The synthetic division table is:
$$ \begin{array}{c|rrrr}1&1&0&3&-4\\& & 1& 1& \color{black}{4} \\ \hline &\color{blue}{1}&\color{blue}{1}&\color{blue}{4}&\color{orangered}{0} \end{array} $$The remainder when $ x^{3}+3x-4 $ is divided by $ x-1 $ is $ \, \color{red}{ 0 } $.
We can find remainder using synthetic division method.
Step 1 : Write down the coefficients of the dividend into division table. Put the zero from $ x -1 = 0 $ ( $ x = \color{blue}{ 1 } $ ) at the left.
$$ \begin{array}{c|rrrr}\color{blue}{1}&1&0&3&-4\\& & & & \\ \hline &&&& \end{array} $$Step 1 : Bring down the leading coefficient to the bottom row.
$$ \begin{array}{c|rrrr}1&\color{orangered}{ 1 }&0&3&-4\\& & & & \\ \hline &\color{orangered}{1}&&& \end{array} $$Step 2 : Multiply by the number on the left, and carry the result into the next column: $ \color{blue}{ 1 } \cdot \color{blue}{ 1 } = \color{blue}{ 1 } $.
$$ \begin{array}{c|rrrr}\color{blue}{1}&1&0&3&-4\\& & \color{blue}{1} & & \\ \hline &\color{blue}{1}&&& \end{array} $$Step 3 : Add down last column: $ \color{orangered}{ 0 } + \color{orangered}{ 1 } = \color{orangered}{ 1 } $
$$ \begin{array}{c|rrrr}1&1&\color{orangered}{ 0 }&3&-4\\& & \color{orangered}{1} & & \\ \hline &1&\color{orangered}{1}&& \end{array} $$Step 4 : Multiply by the number on the left, and carry the result into the next column: $ \color{blue}{ 1 } \cdot \color{blue}{ 1 } = \color{blue}{ 1 } $.
$$ \begin{array}{c|rrrr}\color{blue}{1}&1&0&3&-4\\& & 1& \color{blue}{1} & \\ \hline &1&\color{blue}{1}&& \end{array} $$Step 5 : Add down last column: $ \color{orangered}{ 3 } + \color{orangered}{ 1 } = \color{orangered}{ 4 } $
$$ \begin{array}{c|rrrr}1&1&0&\color{orangered}{ 3 }&-4\\& & 1& \color{orangered}{1} & \\ \hline &1&1&\color{orangered}{4}& \end{array} $$Step 6 : Multiply by the number on the left, and carry the result into the next column: $ \color{blue}{ 1 } \cdot \color{blue}{ 4 } = \color{blue}{ 4 } $.

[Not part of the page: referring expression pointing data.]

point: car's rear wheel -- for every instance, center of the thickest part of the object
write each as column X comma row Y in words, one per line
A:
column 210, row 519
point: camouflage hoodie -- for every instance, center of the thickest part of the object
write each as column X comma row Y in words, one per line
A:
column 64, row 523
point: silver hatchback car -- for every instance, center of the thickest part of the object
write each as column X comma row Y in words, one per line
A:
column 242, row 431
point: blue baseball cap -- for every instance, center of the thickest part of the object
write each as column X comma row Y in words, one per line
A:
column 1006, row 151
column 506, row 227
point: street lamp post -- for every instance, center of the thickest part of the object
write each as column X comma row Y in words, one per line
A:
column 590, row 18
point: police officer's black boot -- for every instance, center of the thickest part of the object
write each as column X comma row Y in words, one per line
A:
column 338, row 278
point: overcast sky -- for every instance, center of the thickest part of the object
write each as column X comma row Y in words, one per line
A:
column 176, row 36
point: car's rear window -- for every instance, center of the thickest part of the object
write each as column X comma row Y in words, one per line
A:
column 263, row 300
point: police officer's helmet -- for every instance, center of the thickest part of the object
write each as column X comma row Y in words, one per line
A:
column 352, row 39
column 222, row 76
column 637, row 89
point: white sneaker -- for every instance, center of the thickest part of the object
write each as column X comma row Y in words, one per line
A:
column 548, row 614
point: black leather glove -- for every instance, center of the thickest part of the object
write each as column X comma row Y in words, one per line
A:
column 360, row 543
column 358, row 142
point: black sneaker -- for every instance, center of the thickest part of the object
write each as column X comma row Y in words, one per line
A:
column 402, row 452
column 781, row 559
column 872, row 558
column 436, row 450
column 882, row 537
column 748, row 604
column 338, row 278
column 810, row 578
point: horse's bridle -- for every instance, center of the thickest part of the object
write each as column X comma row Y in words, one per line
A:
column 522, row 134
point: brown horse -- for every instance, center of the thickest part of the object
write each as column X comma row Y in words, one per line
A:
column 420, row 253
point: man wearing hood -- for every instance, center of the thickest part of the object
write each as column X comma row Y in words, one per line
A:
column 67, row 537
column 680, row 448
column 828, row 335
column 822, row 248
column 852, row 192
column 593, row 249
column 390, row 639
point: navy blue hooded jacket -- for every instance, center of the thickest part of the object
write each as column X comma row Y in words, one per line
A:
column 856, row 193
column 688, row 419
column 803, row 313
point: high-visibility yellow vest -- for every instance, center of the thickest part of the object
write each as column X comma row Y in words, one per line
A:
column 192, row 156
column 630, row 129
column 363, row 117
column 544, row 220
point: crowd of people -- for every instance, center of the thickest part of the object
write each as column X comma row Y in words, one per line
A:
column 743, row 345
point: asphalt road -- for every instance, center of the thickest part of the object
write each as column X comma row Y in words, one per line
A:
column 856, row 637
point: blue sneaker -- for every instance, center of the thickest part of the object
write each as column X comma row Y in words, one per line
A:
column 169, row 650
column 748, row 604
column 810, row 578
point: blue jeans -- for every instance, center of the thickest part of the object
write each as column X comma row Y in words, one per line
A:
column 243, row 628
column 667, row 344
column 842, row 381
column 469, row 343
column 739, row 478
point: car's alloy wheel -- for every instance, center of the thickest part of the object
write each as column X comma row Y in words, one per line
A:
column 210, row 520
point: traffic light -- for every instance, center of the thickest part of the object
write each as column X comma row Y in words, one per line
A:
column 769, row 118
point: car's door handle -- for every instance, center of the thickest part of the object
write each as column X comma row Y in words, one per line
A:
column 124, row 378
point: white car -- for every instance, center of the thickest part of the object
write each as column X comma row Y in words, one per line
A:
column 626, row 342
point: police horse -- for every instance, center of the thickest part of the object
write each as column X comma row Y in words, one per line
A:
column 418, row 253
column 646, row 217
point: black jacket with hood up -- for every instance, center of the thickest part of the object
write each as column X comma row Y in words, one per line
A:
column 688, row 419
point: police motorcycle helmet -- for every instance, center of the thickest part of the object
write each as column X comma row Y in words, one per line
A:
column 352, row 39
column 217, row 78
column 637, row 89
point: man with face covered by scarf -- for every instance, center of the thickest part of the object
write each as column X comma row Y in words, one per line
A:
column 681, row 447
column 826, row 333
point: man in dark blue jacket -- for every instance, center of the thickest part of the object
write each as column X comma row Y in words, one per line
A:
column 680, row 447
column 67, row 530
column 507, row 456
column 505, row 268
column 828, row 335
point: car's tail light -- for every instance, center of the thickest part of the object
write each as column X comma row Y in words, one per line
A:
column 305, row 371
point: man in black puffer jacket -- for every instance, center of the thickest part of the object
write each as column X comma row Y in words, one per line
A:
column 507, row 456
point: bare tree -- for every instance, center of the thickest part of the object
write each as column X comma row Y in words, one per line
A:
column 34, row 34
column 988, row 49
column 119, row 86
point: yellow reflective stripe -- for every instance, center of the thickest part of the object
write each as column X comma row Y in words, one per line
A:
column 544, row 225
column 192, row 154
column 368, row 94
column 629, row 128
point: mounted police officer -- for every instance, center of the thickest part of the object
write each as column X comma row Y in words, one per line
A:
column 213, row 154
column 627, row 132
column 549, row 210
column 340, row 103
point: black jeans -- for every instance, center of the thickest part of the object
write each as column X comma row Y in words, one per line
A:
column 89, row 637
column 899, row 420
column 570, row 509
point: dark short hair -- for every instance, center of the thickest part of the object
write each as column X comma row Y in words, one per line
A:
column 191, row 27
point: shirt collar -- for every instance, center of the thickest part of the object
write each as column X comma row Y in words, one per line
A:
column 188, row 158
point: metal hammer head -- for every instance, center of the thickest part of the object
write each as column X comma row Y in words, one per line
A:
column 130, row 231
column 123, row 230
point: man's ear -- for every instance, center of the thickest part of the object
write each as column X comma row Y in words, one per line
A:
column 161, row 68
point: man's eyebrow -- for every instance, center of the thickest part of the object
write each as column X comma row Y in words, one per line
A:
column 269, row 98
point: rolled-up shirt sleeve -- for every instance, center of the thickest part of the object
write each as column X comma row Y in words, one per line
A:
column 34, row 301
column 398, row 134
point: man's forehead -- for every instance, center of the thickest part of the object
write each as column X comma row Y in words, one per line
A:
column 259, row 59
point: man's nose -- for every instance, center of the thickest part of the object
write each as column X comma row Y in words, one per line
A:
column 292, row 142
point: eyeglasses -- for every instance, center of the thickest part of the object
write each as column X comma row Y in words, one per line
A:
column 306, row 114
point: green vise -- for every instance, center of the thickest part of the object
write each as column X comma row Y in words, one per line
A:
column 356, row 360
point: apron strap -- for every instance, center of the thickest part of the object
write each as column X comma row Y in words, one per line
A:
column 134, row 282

$$ \begin{array}{c|rrrr}\color{blue}{1}&1&0&3&-4\\& & 1& 1& \color{blue}{4} \\ \hline &1&1&\color{blue}{4}& \end{array} $$Step 7 : Add down last column: $ \color{orangered}{ -4 } + \color{orangered}{ 4 } = \color{orangered}{ 0 } $
$$ \begin{array}{c|rrrr}1&1&0&3&\color{orangered}{ -4 }\\& & 1& 1& \color{orangered}{4} \\ \hline &\color{blue}{1}&\color{blue}{1}&\color{blue}{4}&\color{orangered}{0} \end{array} $$Remainder is the last entry in the bottom row $ \left(\color{red}{ 0 }\right) $.